Isto não é novo, a AESAN tem vindo a afirmar isto desde 2011, quando efetuou 21 amostras aleatórias e todas deram menos de 0,26 ppm em média.

O que é o mercúrio e porque é que se encontra no peixe?

O mercúrio é um elemento que ocorre naturalmente e que é libertado para o ambiente através de processos geológicos e atividades humanas. Quando chega aos oceanos, é convertido em metilmercúrio, a forma mais tóxica de mercúrio, que é absorvido e se acumula nos tecidos dos peixes.

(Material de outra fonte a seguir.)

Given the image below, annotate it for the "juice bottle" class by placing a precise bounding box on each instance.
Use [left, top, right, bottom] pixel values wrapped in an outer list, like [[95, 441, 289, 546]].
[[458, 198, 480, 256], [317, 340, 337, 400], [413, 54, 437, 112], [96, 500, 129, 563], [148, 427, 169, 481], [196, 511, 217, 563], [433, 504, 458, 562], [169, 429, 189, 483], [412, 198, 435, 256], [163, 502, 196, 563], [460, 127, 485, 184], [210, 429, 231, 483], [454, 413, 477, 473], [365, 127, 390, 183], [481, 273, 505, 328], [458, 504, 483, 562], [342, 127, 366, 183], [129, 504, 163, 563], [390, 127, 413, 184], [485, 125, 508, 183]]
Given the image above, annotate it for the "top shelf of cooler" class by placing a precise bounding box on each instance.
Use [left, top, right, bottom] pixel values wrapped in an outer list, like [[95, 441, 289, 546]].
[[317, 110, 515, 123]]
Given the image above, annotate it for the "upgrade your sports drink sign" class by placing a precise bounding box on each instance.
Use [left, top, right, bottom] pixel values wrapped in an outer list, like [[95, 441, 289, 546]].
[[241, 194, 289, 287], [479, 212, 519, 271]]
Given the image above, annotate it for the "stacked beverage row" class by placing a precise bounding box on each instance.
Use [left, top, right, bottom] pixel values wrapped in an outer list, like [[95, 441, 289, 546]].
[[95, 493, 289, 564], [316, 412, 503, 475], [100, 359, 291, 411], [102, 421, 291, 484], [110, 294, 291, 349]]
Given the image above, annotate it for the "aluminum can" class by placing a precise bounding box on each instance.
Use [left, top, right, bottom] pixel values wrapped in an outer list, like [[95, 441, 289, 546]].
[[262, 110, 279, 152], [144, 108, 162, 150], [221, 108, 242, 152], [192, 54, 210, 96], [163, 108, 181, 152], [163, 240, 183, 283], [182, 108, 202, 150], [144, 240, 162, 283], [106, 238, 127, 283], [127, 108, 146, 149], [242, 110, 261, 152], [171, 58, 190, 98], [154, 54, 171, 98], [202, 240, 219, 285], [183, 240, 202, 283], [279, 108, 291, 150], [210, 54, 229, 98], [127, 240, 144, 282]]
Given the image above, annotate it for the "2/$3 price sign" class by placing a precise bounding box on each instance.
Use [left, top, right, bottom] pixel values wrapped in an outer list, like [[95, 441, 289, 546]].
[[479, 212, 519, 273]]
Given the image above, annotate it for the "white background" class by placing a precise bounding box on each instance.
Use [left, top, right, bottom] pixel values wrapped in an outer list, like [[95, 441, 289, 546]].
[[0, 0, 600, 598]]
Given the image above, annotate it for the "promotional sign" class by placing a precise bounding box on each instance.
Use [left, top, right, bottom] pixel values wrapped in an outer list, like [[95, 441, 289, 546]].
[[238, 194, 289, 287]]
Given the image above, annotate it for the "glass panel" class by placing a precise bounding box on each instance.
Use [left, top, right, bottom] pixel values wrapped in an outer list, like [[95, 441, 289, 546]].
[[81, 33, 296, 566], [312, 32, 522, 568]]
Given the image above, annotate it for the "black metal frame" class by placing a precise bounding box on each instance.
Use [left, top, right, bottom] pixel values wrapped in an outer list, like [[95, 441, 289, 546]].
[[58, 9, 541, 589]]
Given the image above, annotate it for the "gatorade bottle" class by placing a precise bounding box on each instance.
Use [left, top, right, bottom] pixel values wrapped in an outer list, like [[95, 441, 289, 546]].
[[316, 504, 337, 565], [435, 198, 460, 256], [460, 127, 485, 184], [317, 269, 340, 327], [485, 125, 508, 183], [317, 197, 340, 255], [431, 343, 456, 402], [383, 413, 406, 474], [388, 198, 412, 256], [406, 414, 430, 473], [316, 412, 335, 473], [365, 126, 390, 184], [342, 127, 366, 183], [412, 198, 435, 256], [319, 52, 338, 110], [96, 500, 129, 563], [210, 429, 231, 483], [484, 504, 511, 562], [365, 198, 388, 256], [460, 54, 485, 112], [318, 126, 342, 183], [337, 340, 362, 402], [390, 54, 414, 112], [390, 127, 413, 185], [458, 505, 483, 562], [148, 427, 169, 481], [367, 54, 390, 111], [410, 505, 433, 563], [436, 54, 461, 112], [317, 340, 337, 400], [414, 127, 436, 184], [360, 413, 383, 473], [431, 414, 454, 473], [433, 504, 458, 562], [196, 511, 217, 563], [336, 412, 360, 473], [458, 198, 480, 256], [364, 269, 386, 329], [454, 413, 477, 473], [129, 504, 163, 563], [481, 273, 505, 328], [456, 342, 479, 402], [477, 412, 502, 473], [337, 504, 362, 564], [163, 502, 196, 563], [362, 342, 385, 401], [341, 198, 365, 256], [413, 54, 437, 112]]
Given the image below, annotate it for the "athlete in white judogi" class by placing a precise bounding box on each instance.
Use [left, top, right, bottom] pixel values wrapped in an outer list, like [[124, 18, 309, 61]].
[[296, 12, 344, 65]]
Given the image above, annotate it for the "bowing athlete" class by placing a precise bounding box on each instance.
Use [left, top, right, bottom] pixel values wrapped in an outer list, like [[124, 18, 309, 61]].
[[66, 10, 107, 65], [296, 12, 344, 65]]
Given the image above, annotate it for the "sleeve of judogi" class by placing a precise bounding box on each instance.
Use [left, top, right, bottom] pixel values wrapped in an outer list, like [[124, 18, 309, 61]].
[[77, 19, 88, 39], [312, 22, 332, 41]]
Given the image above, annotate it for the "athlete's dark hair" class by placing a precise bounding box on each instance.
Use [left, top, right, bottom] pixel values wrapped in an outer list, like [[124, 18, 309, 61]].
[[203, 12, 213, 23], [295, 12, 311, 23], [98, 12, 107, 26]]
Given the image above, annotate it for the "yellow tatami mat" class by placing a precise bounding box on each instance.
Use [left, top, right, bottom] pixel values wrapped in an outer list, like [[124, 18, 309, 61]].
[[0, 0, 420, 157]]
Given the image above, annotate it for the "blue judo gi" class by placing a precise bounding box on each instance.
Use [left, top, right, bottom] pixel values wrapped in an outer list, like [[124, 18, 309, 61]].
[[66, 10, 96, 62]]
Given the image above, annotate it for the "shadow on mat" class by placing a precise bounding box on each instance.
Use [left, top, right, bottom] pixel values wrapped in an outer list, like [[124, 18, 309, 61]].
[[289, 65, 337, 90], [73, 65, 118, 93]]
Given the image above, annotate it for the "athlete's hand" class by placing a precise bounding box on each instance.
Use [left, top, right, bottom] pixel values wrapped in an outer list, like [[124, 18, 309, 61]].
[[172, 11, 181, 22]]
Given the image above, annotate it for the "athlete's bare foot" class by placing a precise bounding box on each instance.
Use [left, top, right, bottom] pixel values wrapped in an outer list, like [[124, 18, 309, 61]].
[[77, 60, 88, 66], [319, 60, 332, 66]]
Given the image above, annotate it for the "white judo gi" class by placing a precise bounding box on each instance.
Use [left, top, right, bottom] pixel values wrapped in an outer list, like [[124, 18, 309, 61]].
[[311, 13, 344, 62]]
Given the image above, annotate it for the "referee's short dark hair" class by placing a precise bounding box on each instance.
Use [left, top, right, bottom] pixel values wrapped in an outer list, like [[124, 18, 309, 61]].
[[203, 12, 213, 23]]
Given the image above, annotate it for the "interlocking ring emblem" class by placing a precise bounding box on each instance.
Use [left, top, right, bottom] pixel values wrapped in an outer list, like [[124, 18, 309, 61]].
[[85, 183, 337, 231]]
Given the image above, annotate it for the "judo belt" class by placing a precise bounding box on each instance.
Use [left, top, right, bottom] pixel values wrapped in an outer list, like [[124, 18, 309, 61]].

Estando no topo da cadeia alimentar marinha, o atum tem maior probabilidade de acumular mercúrio. No entanto, é importante notar que a norma de 1 mg/kg imposta pela UE é segura e eficaz na prevenção de riscos para a saúde dos consumidores.

Atún
Não há qualquer risco em comer atum enlatado, bonito ou outros alimentos enlatados. Pelo contrário, as autoridades indicam que é altamente recomendável.

Mesmo assim, este é o limite máximo para o atum, tanto para o atum grande (como o atum rabilho que vê na peixaria ou transformado em tataki) como para o atum enlatado, que é normalmente muito mais pequeno e a quantidade de mercúrio é muito menor.

De facto, a AESAN só impõe restrições ao consumo de peixes grandes no caso do atum rabilho, do espadarte ou do cação e apenas em grupos vulneráveis. É evidente para toda a gente que o atum (ou o bonito, o salmão...) não representa um risco.

Além disso, o produto é objeto de amostragem e análise e, em caso de não conformidade (superior a 1ppm), é rejeitado. Além disso, as autoridades de controlo recolhem amostras aleatórias para confirmar que os valores-limite não são ultrapassados.

Porque é que estas ONG fariam isto?

A alegação da Bloom de que os níveis permitidos de mercúrio no atum foram fixados apenas para promover a comercialização do produto não tem fundamento. As autoridades da UE baseiam as suas regras no equilíbrio entre o consumo seguro e a disponibilidade de alimentos, e estas disposições são revistas regularmente para garantir que refletem a investigação científica mais recente sobre toxicologia alimentar.

atum
É claro que é correto insistir numa pesca sustentável, mas não à custa de mentir aos consumidores.

Gostariam que as regras fossem diferentes, mas as regras atuais são extremamente protetoras dos dados e dos requisitos. Não se pode alarmar com base em desejos.

A organização francesa Bloom e a organização alemã Foodwatch são ONG conhecidas pelo seu ativismo em questões de saúde pública, sustentabilidade e proteção ambiental na Europa, especialmente relacionadas com a indústria alimentar e as pescas. E isso é ótimo, desde que não minta ao consumidor.